The service life expectancy of a product is defined by the level of degradation that will be designated as failure. This would ideally be found in a product specification or warranty, a document which summarizes product quality requirements, desired outcomes, and expectations. A product specification may include requirements that the product meet certain accepted standards such as those defined by ASTM, NACE, or other self-regulatory bodies. A well–written specification indicates such characteristics as load-bearing capacity and life expectancy. (reference: Dr. Zee)

Many specifications recognize that perfect materials do not exist. Major construction codes may do the same thing. They make allowance for the presence of defects or corrosion loss by establishing limits on defect type, size, location, and distribution. Imperfections such as surface laps, tears and casting and forging defects are recognized in ASME and AFS materials specifications as acceptable within certain limits. However, in the real world it has been found that specifications or standards have commonly not been put in place prior to putting a product in service. Having such specifications would provide a valuable reference guide should a product fail in service, helping the analyst determine whether the failure was reasonably to be expected.

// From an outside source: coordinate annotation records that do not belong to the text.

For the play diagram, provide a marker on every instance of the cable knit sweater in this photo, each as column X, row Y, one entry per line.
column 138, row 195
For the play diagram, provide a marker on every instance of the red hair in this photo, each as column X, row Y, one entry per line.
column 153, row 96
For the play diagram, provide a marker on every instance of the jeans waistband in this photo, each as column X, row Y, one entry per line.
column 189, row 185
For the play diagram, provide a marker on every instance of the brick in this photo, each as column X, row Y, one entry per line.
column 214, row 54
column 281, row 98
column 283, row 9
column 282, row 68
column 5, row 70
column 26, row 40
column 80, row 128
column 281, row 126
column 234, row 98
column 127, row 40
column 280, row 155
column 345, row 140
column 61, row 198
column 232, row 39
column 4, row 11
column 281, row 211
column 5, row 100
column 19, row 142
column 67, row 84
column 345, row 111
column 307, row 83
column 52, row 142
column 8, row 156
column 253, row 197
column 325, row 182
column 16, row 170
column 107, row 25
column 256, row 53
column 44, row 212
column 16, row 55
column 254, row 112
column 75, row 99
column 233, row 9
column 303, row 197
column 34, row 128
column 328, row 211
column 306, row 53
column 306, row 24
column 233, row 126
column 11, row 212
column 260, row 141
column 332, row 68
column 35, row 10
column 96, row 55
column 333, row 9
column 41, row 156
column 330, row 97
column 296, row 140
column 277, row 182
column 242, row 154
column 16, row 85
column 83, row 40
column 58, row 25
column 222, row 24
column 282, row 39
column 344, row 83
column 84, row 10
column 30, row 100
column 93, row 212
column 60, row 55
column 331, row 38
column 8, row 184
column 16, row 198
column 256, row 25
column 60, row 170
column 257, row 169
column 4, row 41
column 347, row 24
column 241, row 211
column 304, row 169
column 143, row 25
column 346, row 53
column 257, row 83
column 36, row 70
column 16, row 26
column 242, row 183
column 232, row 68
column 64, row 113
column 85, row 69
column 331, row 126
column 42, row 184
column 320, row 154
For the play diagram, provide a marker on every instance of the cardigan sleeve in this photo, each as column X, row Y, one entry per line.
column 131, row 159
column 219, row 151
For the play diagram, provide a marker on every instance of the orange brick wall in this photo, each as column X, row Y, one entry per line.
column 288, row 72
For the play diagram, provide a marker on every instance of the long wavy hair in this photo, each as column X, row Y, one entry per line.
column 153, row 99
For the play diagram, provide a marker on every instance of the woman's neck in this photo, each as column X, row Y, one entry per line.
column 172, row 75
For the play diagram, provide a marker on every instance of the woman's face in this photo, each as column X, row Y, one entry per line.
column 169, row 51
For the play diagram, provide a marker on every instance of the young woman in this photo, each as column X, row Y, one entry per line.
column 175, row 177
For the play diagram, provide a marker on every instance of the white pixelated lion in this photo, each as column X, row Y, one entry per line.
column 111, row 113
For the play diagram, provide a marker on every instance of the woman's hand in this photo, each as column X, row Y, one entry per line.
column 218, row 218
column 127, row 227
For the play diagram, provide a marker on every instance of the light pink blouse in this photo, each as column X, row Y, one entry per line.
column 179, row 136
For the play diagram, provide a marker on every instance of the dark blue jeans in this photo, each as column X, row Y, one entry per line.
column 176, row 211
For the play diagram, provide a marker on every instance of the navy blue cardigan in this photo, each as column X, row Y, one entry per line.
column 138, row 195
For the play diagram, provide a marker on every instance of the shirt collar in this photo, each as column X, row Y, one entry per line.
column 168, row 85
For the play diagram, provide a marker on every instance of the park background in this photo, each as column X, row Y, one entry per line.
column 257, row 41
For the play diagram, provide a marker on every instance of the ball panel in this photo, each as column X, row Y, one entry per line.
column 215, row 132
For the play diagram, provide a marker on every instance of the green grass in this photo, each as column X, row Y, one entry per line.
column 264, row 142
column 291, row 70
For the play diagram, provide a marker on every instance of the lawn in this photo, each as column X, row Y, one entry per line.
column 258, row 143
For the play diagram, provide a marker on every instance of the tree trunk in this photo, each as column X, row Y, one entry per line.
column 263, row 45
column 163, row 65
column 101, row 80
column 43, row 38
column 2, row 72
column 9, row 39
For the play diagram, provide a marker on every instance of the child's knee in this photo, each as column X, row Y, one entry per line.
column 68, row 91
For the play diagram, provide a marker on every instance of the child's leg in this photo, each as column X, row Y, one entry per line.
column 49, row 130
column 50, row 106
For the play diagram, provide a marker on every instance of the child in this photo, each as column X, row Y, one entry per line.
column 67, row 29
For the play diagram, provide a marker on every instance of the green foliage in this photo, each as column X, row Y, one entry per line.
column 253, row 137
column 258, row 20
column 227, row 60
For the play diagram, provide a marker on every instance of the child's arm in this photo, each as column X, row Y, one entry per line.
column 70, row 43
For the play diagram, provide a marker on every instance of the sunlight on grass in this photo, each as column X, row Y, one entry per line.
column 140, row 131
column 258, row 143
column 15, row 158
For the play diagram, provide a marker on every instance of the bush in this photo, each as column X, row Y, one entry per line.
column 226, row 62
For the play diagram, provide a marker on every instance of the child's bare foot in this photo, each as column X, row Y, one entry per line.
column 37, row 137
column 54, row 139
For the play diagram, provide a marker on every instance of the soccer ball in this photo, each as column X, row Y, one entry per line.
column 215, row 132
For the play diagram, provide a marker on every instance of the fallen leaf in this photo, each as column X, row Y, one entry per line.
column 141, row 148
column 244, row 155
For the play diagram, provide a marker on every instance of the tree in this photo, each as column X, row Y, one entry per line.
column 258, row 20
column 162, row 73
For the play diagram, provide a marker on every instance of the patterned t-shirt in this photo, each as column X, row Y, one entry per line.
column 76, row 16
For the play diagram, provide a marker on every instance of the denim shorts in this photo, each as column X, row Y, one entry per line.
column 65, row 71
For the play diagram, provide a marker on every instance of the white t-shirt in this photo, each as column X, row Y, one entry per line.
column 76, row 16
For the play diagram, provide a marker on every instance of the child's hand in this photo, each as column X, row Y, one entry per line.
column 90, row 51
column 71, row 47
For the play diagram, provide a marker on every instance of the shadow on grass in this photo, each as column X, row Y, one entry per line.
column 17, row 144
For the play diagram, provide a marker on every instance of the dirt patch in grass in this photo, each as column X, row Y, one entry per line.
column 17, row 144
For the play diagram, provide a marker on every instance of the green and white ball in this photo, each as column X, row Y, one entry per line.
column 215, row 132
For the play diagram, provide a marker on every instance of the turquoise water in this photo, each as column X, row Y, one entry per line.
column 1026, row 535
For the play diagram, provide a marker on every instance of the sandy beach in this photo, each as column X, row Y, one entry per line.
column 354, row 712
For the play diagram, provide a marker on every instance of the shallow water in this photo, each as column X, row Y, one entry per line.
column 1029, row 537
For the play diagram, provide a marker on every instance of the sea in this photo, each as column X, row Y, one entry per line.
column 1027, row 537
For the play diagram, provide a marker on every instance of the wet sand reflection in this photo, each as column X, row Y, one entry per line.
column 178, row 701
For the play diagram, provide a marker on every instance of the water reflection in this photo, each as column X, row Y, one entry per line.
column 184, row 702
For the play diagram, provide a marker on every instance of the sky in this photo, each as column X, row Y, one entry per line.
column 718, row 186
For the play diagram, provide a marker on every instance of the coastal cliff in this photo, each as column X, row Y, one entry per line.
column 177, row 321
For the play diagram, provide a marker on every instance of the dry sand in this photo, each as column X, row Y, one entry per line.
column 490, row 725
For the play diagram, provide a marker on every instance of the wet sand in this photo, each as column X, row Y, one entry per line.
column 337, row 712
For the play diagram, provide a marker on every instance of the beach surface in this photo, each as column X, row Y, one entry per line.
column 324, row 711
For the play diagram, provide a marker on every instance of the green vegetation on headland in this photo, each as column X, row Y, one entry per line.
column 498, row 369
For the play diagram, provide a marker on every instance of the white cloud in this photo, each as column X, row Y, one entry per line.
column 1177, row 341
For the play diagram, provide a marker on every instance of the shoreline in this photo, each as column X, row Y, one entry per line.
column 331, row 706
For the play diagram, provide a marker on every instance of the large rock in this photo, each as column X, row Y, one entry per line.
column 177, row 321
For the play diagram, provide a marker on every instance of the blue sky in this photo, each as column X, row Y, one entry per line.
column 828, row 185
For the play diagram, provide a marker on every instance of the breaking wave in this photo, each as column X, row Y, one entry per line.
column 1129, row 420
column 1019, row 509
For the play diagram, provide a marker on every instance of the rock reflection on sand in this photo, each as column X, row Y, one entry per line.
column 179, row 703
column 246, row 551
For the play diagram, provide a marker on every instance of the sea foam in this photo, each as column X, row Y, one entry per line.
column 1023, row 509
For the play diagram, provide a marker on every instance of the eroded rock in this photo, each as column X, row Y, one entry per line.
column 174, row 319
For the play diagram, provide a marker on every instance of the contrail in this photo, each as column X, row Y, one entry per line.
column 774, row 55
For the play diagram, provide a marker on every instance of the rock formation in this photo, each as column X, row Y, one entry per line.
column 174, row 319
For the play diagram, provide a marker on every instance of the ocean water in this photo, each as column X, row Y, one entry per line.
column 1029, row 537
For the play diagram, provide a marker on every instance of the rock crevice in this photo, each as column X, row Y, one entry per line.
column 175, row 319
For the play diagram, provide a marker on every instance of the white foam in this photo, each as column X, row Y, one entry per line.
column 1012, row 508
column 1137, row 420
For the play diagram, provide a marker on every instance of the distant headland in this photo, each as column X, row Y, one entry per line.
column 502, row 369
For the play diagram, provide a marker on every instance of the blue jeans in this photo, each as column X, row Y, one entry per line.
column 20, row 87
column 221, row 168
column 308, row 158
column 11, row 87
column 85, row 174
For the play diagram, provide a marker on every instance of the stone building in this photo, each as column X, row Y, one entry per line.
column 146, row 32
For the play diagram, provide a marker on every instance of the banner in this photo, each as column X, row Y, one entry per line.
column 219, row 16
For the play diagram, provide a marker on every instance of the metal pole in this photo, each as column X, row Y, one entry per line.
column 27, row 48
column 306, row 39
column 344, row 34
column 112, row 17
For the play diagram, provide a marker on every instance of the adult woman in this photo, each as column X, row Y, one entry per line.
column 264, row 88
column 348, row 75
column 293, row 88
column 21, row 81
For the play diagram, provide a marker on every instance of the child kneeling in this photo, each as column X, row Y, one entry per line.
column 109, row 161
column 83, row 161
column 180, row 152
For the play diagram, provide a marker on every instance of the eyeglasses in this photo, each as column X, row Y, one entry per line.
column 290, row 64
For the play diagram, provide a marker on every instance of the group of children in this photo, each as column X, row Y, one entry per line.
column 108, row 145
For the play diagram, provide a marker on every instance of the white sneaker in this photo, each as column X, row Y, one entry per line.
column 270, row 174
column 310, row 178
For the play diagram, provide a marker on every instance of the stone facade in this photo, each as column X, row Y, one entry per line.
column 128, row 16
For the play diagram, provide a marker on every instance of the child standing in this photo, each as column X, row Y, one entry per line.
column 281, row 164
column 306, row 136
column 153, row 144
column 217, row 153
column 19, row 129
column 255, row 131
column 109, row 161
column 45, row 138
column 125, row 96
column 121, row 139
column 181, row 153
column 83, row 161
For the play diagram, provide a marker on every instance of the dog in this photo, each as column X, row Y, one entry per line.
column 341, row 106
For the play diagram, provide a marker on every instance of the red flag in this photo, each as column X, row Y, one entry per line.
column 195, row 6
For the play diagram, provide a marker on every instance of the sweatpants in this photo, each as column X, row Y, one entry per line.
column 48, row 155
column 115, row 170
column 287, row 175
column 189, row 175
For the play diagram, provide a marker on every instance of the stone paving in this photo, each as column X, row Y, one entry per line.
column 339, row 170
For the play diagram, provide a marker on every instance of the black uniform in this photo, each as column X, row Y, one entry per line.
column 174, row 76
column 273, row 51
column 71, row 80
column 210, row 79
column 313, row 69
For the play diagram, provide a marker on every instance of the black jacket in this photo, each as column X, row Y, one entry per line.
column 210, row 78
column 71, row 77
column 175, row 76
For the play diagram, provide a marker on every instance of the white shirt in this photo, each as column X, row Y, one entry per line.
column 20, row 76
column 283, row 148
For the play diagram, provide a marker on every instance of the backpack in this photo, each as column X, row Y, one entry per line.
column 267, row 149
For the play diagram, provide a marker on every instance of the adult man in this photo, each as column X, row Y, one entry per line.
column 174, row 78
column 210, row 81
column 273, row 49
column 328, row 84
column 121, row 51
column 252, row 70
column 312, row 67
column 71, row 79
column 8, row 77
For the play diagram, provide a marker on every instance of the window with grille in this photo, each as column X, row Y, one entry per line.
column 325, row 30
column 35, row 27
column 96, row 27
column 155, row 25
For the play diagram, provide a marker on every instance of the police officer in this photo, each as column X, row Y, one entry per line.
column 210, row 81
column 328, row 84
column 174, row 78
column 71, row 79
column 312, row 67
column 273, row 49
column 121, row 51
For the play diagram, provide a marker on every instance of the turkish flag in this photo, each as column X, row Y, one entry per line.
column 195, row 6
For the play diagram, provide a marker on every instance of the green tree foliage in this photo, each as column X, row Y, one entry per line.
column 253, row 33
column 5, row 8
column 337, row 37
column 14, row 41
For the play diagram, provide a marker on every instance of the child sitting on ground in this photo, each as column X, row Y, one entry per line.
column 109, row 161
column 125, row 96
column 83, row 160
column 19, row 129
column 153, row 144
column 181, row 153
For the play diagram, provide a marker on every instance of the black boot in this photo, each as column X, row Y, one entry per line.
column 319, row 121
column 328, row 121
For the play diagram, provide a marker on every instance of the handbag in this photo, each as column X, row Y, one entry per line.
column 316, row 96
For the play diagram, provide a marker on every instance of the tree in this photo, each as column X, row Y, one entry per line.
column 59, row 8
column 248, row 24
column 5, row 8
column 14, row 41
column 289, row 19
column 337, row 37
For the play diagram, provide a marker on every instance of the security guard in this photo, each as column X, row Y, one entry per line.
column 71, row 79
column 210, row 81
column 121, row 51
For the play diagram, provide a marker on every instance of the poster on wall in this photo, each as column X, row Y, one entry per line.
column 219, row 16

For example, recently a widely used type of aluminum scaffolding collapsed in service. The owner wanted to know if he had a cause of action against the manufacturer. The product had been in service for over five years, three of which had been under a prior owner. A full failure analysis found no defect in the product and found it fully within the specifications. Apparently the product simply wore out and finally failed. It may have suffered overload under the prior ownership, but that was unknowable. The manufacturer was protected by the load-limit specifications and by the finding of no manufacturing or material defects.

In another example, a small area of discoloration in the paint of an expensive new car may be considered unacceptable because of the desired high quality of appearance. By contrast, pinholes of various sizes through epoxy coatings on gas lines may not be considered unacceptable, because corrosion of the pipeline in service will be prevented by cathodic protection. Corrosion resistance is the issue of greatest importance for the pipeline, not appearance, thus the criteria for failure are quite different, even though coating quality is an important issue in both cases.

The service life expectancy must always be tailored to the product application. For example, most coating specifications are designed for products to be used for above- ground corrosion protection. Few of these specifications are particularly relevant to underground coating applications where cathodic protection may be in place.